The cost of going green

Ireland is unlikely to reach the ambitious emissions targets set by the EU for 2020. Cormac Murphy explores the cost of the country’s environmental record.

Ireland is set to fail on its 2020 climate objectives.  

According to the Environmental Protection Agency the country will not meet its future greenhouse emissions targets.   

In 2009, Ireland was given an EU goal to cut its emissions of global warming gases to 20% below 2005 levels. The country was previously on course to meet its objectives as the economic downturn led to a subsequent reduction in emissions.  

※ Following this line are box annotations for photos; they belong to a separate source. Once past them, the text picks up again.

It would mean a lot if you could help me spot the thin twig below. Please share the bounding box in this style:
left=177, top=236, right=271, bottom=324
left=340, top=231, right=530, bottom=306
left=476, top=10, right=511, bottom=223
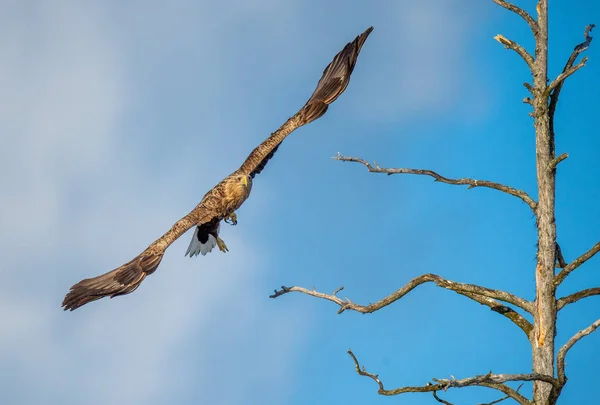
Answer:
left=554, top=242, right=600, bottom=287
left=556, top=319, right=600, bottom=384
left=548, top=153, right=569, bottom=170
left=492, top=0, right=539, bottom=34
left=478, top=383, right=523, bottom=405
left=556, top=287, right=600, bottom=311
left=332, top=153, right=537, bottom=213
left=546, top=24, right=595, bottom=95
left=270, top=274, right=534, bottom=338
left=432, top=391, right=454, bottom=405
left=556, top=242, right=567, bottom=269
left=494, top=34, right=535, bottom=72
left=348, top=349, right=540, bottom=405
left=546, top=24, right=595, bottom=134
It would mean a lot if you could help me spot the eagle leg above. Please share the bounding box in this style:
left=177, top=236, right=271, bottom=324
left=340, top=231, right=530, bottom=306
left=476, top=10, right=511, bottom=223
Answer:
left=217, top=236, right=229, bottom=253
left=223, top=212, right=237, bottom=225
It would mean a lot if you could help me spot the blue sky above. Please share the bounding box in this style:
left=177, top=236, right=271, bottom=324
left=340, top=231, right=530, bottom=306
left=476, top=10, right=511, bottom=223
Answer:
left=0, top=0, right=600, bottom=405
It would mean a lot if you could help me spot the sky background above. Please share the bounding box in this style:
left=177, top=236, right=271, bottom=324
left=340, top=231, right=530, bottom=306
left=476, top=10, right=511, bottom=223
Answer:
left=0, top=0, right=600, bottom=405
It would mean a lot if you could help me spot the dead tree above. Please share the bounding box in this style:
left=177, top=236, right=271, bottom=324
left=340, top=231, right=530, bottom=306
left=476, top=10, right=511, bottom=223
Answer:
left=271, top=0, right=600, bottom=405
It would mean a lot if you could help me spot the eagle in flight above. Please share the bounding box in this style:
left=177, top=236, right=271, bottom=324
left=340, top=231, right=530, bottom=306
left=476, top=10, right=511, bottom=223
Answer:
left=62, top=27, right=373, bottom=311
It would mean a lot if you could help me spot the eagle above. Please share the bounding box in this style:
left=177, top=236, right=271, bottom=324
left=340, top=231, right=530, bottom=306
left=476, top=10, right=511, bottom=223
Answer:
left=62, top=27, right=373, bottom=311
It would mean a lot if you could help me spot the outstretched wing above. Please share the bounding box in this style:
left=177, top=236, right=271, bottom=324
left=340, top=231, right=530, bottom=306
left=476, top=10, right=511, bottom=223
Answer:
left=306, top=27, right=373, bottom=109
left=238, top=27, right=373, bottom=177
left=62, top=207, right=214, bottom=311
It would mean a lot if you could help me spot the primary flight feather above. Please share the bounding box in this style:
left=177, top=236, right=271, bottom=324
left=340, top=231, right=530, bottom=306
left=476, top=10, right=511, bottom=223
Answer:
left=62, top=27, right=373, bottom=311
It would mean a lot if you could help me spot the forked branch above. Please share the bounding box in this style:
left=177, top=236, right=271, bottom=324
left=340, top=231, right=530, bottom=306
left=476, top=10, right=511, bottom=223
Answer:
left=554, top=242, right=600, bottom=287
left=546, top=24, right=595, bottom=95
left=348, top=349, right=559, bottom=405
left=555, top=319, right=600, bottom=390
left=270, top=274, right=534, bottom=338
left=494, top=34, right=535, bottom=72
left=492, top=0, right=539, bottom=35
left=556, top=287, right=600, bottom=311
left=332, top=153, right=537, bottom=213
left=546, top=24, right=595, bottom=121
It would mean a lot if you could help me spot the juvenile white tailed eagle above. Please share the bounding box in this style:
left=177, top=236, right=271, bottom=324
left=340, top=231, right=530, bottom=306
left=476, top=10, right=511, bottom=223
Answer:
left=62, top=27, right=373, bottom=311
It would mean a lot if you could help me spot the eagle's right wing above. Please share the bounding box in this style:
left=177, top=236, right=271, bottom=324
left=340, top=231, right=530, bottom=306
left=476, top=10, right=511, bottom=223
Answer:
left=239, top=27, right=373, bottom=178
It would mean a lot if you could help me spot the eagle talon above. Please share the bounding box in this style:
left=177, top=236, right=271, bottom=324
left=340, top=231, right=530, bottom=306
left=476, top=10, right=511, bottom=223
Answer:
left=217, top=236, right=229, bottom=253
left=223, top=212, right=237, bottom=225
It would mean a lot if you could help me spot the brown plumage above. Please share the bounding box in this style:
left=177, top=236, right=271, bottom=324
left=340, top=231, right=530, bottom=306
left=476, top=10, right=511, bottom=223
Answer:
left=62, top=27, right=373, bottom=311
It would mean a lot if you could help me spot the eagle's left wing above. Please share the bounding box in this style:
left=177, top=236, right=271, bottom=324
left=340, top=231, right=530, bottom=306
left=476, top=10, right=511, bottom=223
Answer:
left=62, top=208, right=214, bottom=311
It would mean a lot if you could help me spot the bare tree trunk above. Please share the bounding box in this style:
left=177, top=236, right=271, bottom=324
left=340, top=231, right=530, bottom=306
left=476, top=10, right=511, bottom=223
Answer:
left=271, top=0, right=600, bottom=405
left=531, top=0, right=556, bottom=405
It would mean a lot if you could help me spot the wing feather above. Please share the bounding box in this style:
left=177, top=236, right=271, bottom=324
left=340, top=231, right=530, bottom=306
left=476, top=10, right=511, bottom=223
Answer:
left=239, top=27, right=373, bottom=177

Decreased activity in the transport, energy and agriculture sectors coupled with a shrinking economy meant the state surprised analysts and suddenly found itself on track to achieving its obligations under both the Kyoto Protocol and EU 2020 binding targets.

Irish Countryside. Image by Sarah 777 via Wikimedia Commons

However, the economic upturn has meant Ireland is now failing in its objective.

The biggest problem areas were, again, transport and agriculture.   

Speaking to RTE, Laura Burke, Director General of the EPA, said that the latter sector intended to be carbon free by 2050 but that a “lot of work” still is underway to achieve this.    

The country is still looking at an overall reduction, but a much less significant drop of between 4% and 6% by 2020.  

As a result, we are likely to face fines worth hundreds of millions of euro to buy carbon credits.

According to one study conducted by the Department of Public Expenditure and Reform, even a small shortfall of 1% to 4% could cost the government between €140 million and €600 million.

In addition to our own climate goals, Ireland as a developed country is expected to provide part of a share of over $100 billion to developing countries to help tackle their issues.   

The terms, agreed under the 2015 Paris Agreement, have been strongly criticised by US President Donald Trump as a hindrance to economic and energy interests.

Paris Agreement 2015, world Leaders convening. Image by Presidencia de la Republica Mexicana via Wikimedia Commons

One of the criticisms levelled at climate change legislation has been that it makes Western industry less competitive in the face of growing rivalry between the West and countries such as China and India, as the latter states don’t have to curtail their emissions.

That’s Trump tweeting in 2012. China, with its enormous population, is in fact the world’s biggest polluter, followed by the US, India and Russia.

Carbon Credits and EU Targets

A carbon credit is a permit which allows a country to produce a certain amount of emissions and trade the remainder if they are not used.

If a country does not use its full allowance, they can either save the remaining permits for next time or sell them to a country that has exceeded its limit on the market.

Due to economic disparity across the European Union, not all targets are the same, with differing limits according to national wealth.   

Coal Factory in Germany. Image by Sebastian Schluter via Wikimedia Commons

For example, states like Bulgaria and Romania are permitted to increase the amount of emissions they produce by 20% and 19% respectively, but countries such as Ireland, Luxembourg and Denmark are expected to cut their levels by the same figure.

In the event that one of the former states (Bulgaria or Romania) fall below this percentage (but still manage an overall increase) and Ireland fails to hit its own reduction figure, the Irish government might be forced to buy carbon credits from these governments.

The Irish state was previously allowed to increase its emissions from 1990 levels to 2010 but this figure was capped under the Kyoto protocol.

Future Goals

Ireland will be unable to achieve the targets enacted in EU legislation by 2020; however, this is not the only environmental milestone that the nation is expected to arrive at, with more to come after that.

By 2030, a further reduction of 30% is expected relative to 2005 levels.  

Speaking on the issue, EU Commissioner for Climate Action and Energy Miguel Arias Cañete stated:

“The EU has an ambitious emissions reduction target, one I am convinced we can achieve through the collective efforts of all Member States. The national binding targets we are proposing are fair, flexible and realistic.

“They set the right incentives to unleash investments in sectors like transport, agriculture, buildings and waste management. With these proposals, we are showing that we have done our homework and that we keep our promises.”

Wind turbines. Image by Kenueone via Wikimedia Commons

By 2050, Ireland is expected to shelve emissions between 80% and 95% compared to 1990 levels.

Agriculture, which the EPA highlighted as a problem area, still accounts for 8.6% of employment and over €12 billion in exports to the Irish economy.

Meanwhile, the private car remains the dominant form of transport. However, there has been an uptake in the number of bikes used in big cities such as Cork, Limerick, Galway and Dublin.

All things considered, Ireland is going to face an uphill struggle in attaining all of its current climate change goals and is likely to suffer significant fines in the process.